Watching the film, you realize that, on the surface, it's a very personal story about Sandra and this relationship. But then as a whole, the film really pays tribute to those brave people actually fighting on the ground. Where do you think the heart of the film lies?

I would say it's really about how we connect with each other. I think that's the key theme of the film. Because all these people were trying to do good—except for the perpetrator, who was quite selfish, I think. But all the others were trying to help, or they were just trying to share in the experience of this young woman who was riskign her life. So this addresses how we get into love affairs, but also how we get informed of what's happening in another culture.

What have some reactions been to the film? 

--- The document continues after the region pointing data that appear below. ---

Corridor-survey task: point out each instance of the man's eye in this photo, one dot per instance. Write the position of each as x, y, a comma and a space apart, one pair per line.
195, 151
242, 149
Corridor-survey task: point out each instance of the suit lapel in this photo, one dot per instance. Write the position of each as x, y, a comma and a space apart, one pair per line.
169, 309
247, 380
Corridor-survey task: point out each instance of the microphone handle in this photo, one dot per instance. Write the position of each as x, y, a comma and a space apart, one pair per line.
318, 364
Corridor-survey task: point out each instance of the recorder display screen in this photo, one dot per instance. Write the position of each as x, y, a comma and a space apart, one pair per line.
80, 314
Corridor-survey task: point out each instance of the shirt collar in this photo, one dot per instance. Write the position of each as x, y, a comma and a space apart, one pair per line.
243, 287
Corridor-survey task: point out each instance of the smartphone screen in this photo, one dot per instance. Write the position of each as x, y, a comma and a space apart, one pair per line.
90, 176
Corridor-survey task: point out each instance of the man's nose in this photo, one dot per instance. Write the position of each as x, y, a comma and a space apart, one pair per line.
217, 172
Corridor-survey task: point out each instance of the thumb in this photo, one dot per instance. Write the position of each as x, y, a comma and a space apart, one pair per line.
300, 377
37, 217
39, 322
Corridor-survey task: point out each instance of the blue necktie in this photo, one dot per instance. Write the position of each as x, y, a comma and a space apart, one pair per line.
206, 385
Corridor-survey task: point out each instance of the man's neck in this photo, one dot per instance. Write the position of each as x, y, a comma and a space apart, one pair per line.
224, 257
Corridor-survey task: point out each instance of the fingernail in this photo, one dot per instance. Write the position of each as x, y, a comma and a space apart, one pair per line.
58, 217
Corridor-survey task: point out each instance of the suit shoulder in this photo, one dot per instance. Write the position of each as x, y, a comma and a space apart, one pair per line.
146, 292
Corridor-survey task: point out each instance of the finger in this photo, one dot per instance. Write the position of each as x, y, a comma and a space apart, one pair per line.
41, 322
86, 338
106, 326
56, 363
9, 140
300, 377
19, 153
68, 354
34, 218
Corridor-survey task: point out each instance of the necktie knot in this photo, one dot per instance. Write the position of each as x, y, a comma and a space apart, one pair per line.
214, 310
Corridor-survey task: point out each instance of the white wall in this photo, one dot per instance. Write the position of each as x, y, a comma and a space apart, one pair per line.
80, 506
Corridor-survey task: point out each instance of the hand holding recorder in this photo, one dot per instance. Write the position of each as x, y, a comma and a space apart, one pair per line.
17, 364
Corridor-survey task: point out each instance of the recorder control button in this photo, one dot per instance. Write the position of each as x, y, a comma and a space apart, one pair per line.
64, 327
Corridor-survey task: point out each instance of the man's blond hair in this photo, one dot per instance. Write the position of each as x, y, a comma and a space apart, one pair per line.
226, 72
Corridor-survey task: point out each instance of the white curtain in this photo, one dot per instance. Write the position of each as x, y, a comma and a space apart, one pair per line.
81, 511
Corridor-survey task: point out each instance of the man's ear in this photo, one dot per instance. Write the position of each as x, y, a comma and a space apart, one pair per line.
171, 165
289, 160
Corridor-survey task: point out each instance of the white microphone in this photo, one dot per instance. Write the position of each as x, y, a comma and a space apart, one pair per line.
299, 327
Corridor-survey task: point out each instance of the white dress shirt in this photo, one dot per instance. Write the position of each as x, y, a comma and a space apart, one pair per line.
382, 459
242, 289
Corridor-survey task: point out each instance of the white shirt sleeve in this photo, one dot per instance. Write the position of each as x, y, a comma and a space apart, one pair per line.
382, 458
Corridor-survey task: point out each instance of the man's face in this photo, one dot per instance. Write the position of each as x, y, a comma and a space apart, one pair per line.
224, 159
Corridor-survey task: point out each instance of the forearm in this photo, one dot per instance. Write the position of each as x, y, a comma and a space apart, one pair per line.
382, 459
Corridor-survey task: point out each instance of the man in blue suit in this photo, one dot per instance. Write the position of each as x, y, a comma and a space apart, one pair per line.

We've had two types of reactions. One from people who empathize a lot with Sandra and what she's been through, her courage in the film, some of whom also have experiences of online cheating. And then there are others who react more to the larger issues,to what's happening in Syria nowadays. They recognize what a shame that story was, because of the sever way the media covered Amina—because she was the type of story that we liked to hear about. It's sad because she's not the truth, and other people were and are just dying in the dark.

When you began this project, did you expect these larger issues to play such a large part of the narrative?

I knew it was going to be a lot about the contemporary world, about sexual identity, the media, how we get into relationships, but what I wasn't expecting was to learn the impact that it had on Syrian people. I thought it was just in Europe and America that all this played out. I didn't know that actual Syrian people had been looking for Amina, that they had exposed themselves to danger. The Amina affair… it hurt a lot of people.